See! 0.027101 is pretty close to what we had before using a math trick. Now, you don’t need math anymore, just use the computing power on your laptop to get n numbers of random draws/simulations, and get the same result. This is the power of simulation.

Simulation: This is the heart of Bayesian statistics where you utilize the computational power to give you a good guess of the estimated probability-just repeat your random draws many times!

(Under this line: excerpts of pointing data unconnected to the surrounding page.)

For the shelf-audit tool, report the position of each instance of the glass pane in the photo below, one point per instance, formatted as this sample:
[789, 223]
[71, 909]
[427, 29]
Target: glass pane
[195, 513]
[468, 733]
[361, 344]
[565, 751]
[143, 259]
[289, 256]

It is more intuitive and closer to how our brain functions. With modern computational power, we can do this calculation very quickly without even needing to do any math. Just ask your computer to do thousands of simulation and then tells you the result.